Jerome has developed an abstract and collaborative painting form called Action Black. This ongoing body of work explores how living moments are captured and expressed in abstract painting. In the first of three stages, glossy black paint is applied to vinyl floorboards.
The painted floorboards are then exposed to different experiences, including fashion shows, performances and protests. In 2020, marking the Windrush anniversary, Jerome wheeled the floorboards from Windrush Square in Brixton, past Brixton Market and Tate Britain en route to Parliament Square. Having joined a Black Lives Matter protest and spoken to members of the public, inviting them to express their thoughts as daubing’s on the mobile, painted surface. In this way, stories, responses, and ultimately energy, were gathered:
'There are no limitations to the types of experiences the installation can be put through … In this way the work is a sort of metaphor for the complexities and richness I feel when I think about what it means to exist as a Black person.'
—Jerome
In the final, transformative, stage of Jerome’s process, the paint is stripped from the floorboards and used as a medium in the abstract Action Black compositions, of which People Who Believe, 2024, is a striking example.
Jerome (b. 1991, London) lives and works in London.
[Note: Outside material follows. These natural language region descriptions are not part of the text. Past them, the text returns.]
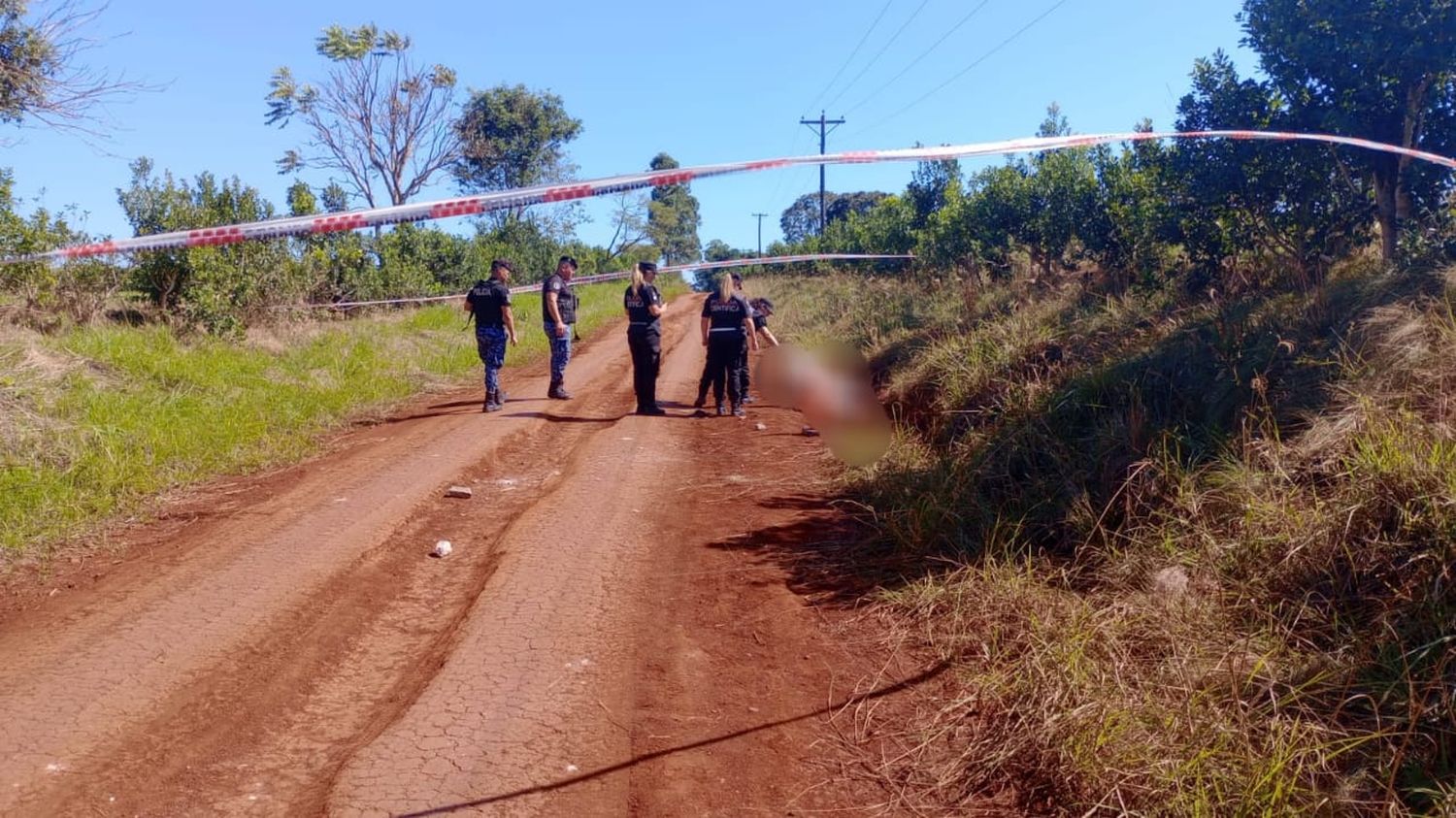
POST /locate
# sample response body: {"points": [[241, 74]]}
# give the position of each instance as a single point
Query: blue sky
{"points": [[704, 82]]}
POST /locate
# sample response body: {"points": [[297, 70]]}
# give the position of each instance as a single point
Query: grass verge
{"points": [[96, 421], [1188, 558]]}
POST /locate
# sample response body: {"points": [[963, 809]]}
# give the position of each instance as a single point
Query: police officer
{"points": [[644, 306], [489, 303], [740, 372], [559, 316], [727, 332]]}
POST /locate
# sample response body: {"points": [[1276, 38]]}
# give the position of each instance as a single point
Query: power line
{"points": [[916, 61], [878, 54], [823, 125], [963, 72], [852, 54]]}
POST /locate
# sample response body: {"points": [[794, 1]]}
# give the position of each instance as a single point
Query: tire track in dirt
{"points": [[603, 640], [221, 638]]}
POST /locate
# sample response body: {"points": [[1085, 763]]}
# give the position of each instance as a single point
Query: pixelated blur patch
{"points": [[833, 389]]}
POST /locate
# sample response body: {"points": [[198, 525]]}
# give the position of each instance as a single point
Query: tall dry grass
{"points": [[1205, 550]]}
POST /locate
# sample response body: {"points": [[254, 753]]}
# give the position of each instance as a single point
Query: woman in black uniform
{"points": [[644, 306], [727, 331]]}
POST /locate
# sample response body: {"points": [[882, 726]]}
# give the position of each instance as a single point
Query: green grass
{"points": [[1203, 552], [98, 421]]}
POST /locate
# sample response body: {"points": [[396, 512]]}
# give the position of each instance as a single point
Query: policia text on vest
{"points": [[727, 323], [489, 305]]}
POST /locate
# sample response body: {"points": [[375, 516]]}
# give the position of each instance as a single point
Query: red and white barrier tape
{"points": [[623, 274], [544, 194]]}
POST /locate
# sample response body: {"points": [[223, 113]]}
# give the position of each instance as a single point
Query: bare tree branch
{"points": [[376, 118], [43, 75]]}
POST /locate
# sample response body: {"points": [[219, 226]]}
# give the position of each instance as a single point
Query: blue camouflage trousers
{"points": [[559, 351], [489, 343]]}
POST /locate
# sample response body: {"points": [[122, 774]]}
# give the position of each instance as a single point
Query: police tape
{"points": [[619, 276], [571, 191]]}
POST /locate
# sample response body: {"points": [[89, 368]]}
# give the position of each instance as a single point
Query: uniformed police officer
{"points": [[644, 306], [727, 332], [489, 303], [558, 317], [740, 372]]}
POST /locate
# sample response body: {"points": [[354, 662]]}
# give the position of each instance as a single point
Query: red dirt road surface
{"points": [[608, 638]]}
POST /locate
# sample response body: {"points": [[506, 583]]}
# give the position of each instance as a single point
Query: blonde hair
{"points": [[638, 278]]}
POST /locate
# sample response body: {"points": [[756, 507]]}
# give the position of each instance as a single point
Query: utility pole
{"points": [[821, 124]]}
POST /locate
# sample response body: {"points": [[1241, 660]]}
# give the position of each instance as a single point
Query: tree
{"points": [[673, 217], [41, 78], [1376, 69], [800, 220], [376, 116], [928, 186], [1059, 194], [513, 137], [628, 226], [858, 203], [1133, 227]]}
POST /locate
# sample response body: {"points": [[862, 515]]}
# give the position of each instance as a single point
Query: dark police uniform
{"points": [[645, 343], [567, 305], [727, 344], [488, 300]]}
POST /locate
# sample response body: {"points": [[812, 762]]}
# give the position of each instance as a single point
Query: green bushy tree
{"points": [[217, 288]]}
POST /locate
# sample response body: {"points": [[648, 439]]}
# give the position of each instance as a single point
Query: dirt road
{"points": [[603, 640]]}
Jerome graduated from the Royal College of Art in 2019. Selected exhibitions include Man Like, Harlesden High Street Gallery, London, 2024; Beyond Boundaries, Guts Gallery, London, 2023; Minor Attractions, Niru Ratnam, London, 2023; Life Is More Important than Art, Whitechapel Gallery, London, 2023; Memory of Architecture, Filet Space, London, 2022; Ghost-Like Traces, Unit 1 Gallery, London, 2022; Precarious Straits, TOMA, Southend, 2021; Play and the Post-Peak, The Factory, London, 2021 and Rubens to Sickert: The study of Drawing, Reading Museum, Reading, 2020. Jerome is Vice Chair of a-n The Artist Information Company.